While visiting the Spartan King Menelaus, Trojan prince Paris falls for Menelaus’ wife, Helen, and takes her back to Troy. Menelaus’ brother, King Agamemnon, having already defeated every army in Greece, uses his brother’s fury as a pretext to declare war against Troy, the last kingdom preventing his control over the Aegean Sea.

While here we see people killing and destroying others in the name of love, elsewhere it is people killing themselves for it. The Shakespearean play, Romeo and Juliet, is a typical example here, and today, the title characters are regarded as model young lovers. The plot is based on an Italian tale translated into verse as “The Tragical History of Romeus and Juliet” by Arthur Brooke in 1562 and retold in prose in Palace of Pleasure by William Painter in 1567.

But what is love that makes the heart of the lover beat? Scientifically, though, centuries-old beliefs that love occurs in our hearts have been shattered. Science says it happens in our brains when we release hormones and so it’s all about oxytocin, dopamine, adrenaline, testosterone, estrogen and vasopressin. They create a mix of feelings to do with euphoria, pleasure, or bonding, so they say.

Even though love can take one unawares or overpower one, one thing with love is that it is a choice. A choice and a decision. Ultimately, it means one’s actions can determine if it lives on or ends. It is like building a house, putting block upon block deliberately.

Romantic love, which has four stages, can last a lifetime according to Helen Fisher, neuroscientist and Senior Research Fellow at the Kinsey Institute, and Lucy Brown, Clinical Professor in Neurology at Einstein College of Medicine in New York, who for several decades have been studying the brain activity of people in love, from the early to the later stages.

They categorised these stages into four: The Euphoric Stage is explained as “In the early part of a relationship —the falling-in- love stage—the other person is the centre of your life.
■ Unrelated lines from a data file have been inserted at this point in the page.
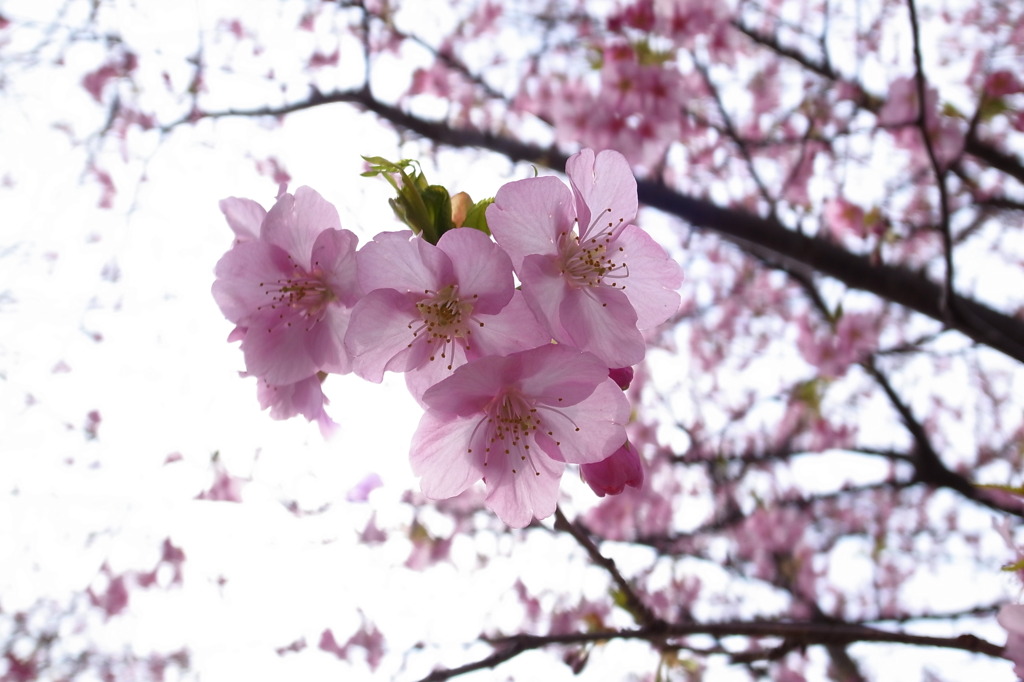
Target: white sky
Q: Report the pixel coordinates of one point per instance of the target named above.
(165, 381)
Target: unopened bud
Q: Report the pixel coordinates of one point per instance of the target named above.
(461, 203)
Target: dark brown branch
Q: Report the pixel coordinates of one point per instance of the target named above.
(899, 285)
(634, 604)
(929, 468)
(794, 633)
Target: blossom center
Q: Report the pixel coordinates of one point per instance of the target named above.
(593, 259)
(444, 317)
(510, 426)
(305, 293)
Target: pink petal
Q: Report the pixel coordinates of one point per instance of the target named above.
(466, 392)
(531, 492)
(240, 273)
(481, 268)
(515, 328)
(439, 456)
(403, 262)
(602, 321)
(605, 189)
(295, 222)
(380, 335)
(334, 253)
(653, 278)
(245, 217)
(600, 419)
(560, 375)
(527, 216)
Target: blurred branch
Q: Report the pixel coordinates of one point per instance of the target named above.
(634, 604)
(929, 468)
(794, 634)
(899, 285)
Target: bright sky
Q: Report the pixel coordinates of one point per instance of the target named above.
(165, 381)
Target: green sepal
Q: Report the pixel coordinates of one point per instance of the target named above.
(476, 217)
(425, 208)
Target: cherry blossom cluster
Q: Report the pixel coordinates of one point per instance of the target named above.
(516, 323)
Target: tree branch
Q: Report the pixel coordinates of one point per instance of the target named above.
(751, 232)
(793, 633)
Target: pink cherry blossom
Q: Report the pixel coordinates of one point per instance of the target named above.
(593, 276)
(430, 308)
(289, 289)
(612, 474)
(514, 421)
(1011, 616)
(302, 397)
You forgive everything in these early stages. The other person has faults, and you see them, but it doesn’t matter.”

Then the Early Attachment Stage. If the previous stage of euphoric love is likened to an effect on the brain as taking cocaine because of the high levels of dopamine which causes intense pleasure, in this stage the more evolved part of the brain begins to take over, including the ventral pallidum (the region of the brain linked with feelings of attachment, and the attachment hormones, vasopressin, and oxytocin—sometimes referred to as “the love hormone”).

The duo said, “You know when you’ve reached the early attachment stage when you can sleep! You’re not thinking about your partner 24 hours a day. It’s easier to do other things in your life.”
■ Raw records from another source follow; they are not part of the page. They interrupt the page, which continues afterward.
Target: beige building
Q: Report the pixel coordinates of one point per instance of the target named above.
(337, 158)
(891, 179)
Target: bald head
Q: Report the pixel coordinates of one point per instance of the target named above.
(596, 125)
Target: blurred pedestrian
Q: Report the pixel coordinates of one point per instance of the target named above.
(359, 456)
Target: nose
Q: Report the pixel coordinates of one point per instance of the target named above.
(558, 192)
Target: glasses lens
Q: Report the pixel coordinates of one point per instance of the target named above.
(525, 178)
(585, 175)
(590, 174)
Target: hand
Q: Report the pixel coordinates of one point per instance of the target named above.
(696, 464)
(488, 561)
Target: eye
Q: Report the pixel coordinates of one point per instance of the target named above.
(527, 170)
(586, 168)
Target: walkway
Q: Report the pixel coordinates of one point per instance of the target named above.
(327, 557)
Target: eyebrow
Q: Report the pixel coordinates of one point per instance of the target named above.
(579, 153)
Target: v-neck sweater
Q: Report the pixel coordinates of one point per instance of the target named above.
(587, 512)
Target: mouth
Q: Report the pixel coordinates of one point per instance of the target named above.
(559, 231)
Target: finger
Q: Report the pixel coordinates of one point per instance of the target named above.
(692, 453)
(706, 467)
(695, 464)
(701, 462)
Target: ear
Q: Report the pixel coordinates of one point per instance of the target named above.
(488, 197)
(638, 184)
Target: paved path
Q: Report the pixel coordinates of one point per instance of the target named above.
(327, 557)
Next is the Crisis Stage. It is referred to as the make-or-break point for relationships. What happens at this stage is crucial to what comes next. They refer to this as the “seven-year or five-year itch.” “Almost every relationship has a drift-apart phase,” says Brown. “Either you will keep drifting, or you will come back together. You need a crisis to get through and to be able to talk about it together—you’ve both grown and changed.”
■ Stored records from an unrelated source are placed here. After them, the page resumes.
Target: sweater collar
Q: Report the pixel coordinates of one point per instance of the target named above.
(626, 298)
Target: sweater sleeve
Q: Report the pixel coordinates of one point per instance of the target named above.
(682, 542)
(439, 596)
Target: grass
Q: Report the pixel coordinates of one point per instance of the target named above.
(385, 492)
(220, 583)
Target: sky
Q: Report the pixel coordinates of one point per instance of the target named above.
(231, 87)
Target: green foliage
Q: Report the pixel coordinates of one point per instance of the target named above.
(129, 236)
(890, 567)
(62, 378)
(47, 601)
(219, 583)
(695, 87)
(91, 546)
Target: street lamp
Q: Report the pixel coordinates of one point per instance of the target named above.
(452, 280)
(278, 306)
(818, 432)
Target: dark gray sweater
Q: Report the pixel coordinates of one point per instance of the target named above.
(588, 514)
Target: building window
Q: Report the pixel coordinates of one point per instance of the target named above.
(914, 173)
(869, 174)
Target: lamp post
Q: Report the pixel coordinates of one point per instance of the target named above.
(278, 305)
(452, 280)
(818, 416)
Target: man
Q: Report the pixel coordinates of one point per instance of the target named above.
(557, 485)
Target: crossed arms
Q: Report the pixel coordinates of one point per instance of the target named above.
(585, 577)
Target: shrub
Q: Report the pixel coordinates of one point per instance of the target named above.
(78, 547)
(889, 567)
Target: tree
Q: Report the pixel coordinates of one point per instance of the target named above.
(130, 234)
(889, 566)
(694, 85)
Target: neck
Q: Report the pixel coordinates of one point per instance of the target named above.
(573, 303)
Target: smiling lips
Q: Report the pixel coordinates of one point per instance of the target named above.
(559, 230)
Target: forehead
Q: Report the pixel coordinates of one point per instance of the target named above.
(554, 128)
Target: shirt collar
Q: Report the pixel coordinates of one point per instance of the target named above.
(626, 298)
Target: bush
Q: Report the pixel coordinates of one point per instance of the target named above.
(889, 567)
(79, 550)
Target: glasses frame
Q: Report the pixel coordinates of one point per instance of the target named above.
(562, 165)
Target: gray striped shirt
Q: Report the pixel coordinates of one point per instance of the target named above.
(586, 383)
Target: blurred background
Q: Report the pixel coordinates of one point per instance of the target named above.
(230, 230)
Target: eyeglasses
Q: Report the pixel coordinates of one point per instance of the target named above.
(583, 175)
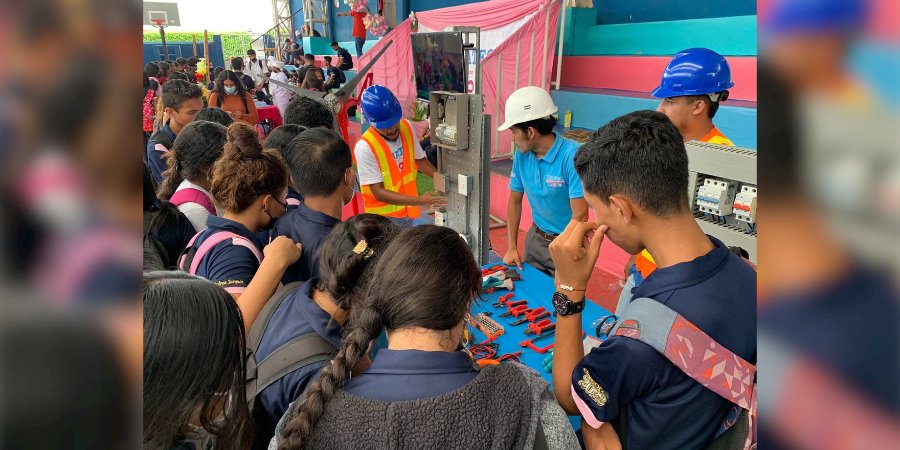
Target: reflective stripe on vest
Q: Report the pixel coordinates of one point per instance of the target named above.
(395, 180)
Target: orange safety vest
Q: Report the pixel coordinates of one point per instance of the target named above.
(395, 180)
(643, 261)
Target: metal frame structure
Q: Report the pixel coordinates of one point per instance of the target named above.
(707, 160)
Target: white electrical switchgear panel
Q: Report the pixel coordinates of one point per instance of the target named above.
(745, 205)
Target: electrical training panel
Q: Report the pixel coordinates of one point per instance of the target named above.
(723, 192)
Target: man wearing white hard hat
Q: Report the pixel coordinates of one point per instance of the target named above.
(543, 169)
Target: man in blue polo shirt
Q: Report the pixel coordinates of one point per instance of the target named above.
(324, 153)
(625, 390)
(542, 170)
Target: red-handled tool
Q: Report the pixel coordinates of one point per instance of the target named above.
(537, 349)
(515, 310)
(533, 315)
(540, 327)
(501, 302)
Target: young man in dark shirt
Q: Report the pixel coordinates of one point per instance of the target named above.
(345, 61)
(625, 390)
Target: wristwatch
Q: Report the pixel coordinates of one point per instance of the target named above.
(564, 306)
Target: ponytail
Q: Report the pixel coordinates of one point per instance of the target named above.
(365, 326)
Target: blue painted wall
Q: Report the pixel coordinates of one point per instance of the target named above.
(631, 11)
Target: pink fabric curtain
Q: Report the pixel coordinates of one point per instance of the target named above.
(535, 60)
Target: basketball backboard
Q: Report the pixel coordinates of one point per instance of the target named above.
(165, 12)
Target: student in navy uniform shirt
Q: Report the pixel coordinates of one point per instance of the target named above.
(422, 299)
(182, 101)
(279, 139)
(636, 395)
(324, 154)
(249, 184)
(321, 305)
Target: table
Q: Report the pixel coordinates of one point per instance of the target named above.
(271, 113)
(537, 288)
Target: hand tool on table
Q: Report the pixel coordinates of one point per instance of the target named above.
(516, 310)
(533, 315)
(539, 327)
(501, 302)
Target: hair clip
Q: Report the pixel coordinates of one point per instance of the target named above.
(362, 248)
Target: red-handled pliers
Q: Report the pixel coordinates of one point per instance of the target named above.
(515, 311)
(533, 315)
(501, 302)
(540, 327)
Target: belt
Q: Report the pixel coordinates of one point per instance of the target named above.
(547, 236)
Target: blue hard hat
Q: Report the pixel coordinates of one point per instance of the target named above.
(695, 71)
(813, 16)
(380, 107)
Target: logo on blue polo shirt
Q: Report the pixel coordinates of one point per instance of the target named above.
(555, 181)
For some couples, having children will either solidify the relationship or cause enough stress to make the relationship fall apart. If a couple can overcome the crisis, they will then move on to the final stage.

The deep attachment stage is the “calm after the storm”, according to their study. By this point, the couple know each other well. They’ve been through the inevitable ups and downs; they know that they can deal with crises, and they’ve likely made a plan for handling future crises.

The deep attachment stage can last a long time. If you’re lucky, it can last a lifetime. It is where the couple feel they cannot do without the other – and in some instances, they may begin to think, even look, alike.

But all these are talking about human love that is in need. The man as well as the woman in love desires to be loved back as well. Love is only beautiful when it is a two-way affair, instead of a one-way traffic. Unrequited love has led to disastrous outcomes.

The other love is the one called pure love. Perhaps in the beginning one loves for a reward, but in the end, love is for its sake. It is a love that loves for the sake of loving and dissolves boundaries and separation. And that’s the love for God.